On se dit que décidement cette Marie-là ne fera pas l’objet de l’admiration des
foules, tant son geste puéril et irresponsable provoque la consternation. A lire
l’histoire personnelle de cette jeune fille, relayée par tant de journaux ces
derniers temps, on a l’impression d’une vie gâchée, du geste de trop de la part
d’une âme en souffrance déconsidérée par ses proches.

Enfin, cette triste affaire aura surtout été le déclencheur d’une écoeurante
campagne médiatique qui a vu le landernaü politique se livrer à un concours de
déclarations compassées et indignées, répondant une fois de plus au manichéisme
le plus simpliste qu’il soit.

"La France, pendant la guerre de 40, a été le seul pays qui ait donné des enfants à déporter. Et maintenant on laisse des gens se faire attaquer comme ça sans réagir, sans rien faire"

Le summum de la démagogie a peut-être été atteint avec cette déclaration de Jean-Paul Huchon, président PS de la région Ile-de-France. Il est vrai que le PS est en campagne électorale, visant déjà les présidentielles de 2007, et essaye de redorer son image écornée par la polémique sur l’attitude supposément laxiste du gouvernement Jospin vis-à-vis de la résurgence de l’antisémitisme en France, épouvantail déjà agité par un Sarkozy calculateur après son voyage aux Etats-Unis fin avril.
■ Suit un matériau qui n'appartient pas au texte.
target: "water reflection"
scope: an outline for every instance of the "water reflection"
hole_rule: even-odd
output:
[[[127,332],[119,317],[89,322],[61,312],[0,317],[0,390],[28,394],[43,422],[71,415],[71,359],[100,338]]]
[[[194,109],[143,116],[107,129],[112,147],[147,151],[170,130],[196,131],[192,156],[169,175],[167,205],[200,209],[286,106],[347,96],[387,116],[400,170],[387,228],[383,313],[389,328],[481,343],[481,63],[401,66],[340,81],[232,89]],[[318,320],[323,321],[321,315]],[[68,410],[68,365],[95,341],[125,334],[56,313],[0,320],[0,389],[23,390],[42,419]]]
Que le chef de l’Etat ait embrayé sur ce fait divers dès le soir de la supposée agression, sans recul et manifestant ainsi légèreté et imprudence, n’est finalement que la manifestation d’un opportunisme classique chez Jacques Chirac qui a pour habitude de faire feu de tout bois afin de se faire bien voir des foules qui le réélisent mandat après mandat en dépit de tout ce que l’on peut savoir sur le personnage aujourd’hui. Qu’il soit suivi sans état d’âme par ses ministres Dominique de Villlepin et Nicole Guedj ne relève après tout que du fonctionnement discipliné de la machine gouvernementale. Et l’on est malheureusement habitué à ce que le monde politique fasse montre d’une telle précipitation, étant intrinsèquement voué à la flatterie de ses diverses clientèles électorales.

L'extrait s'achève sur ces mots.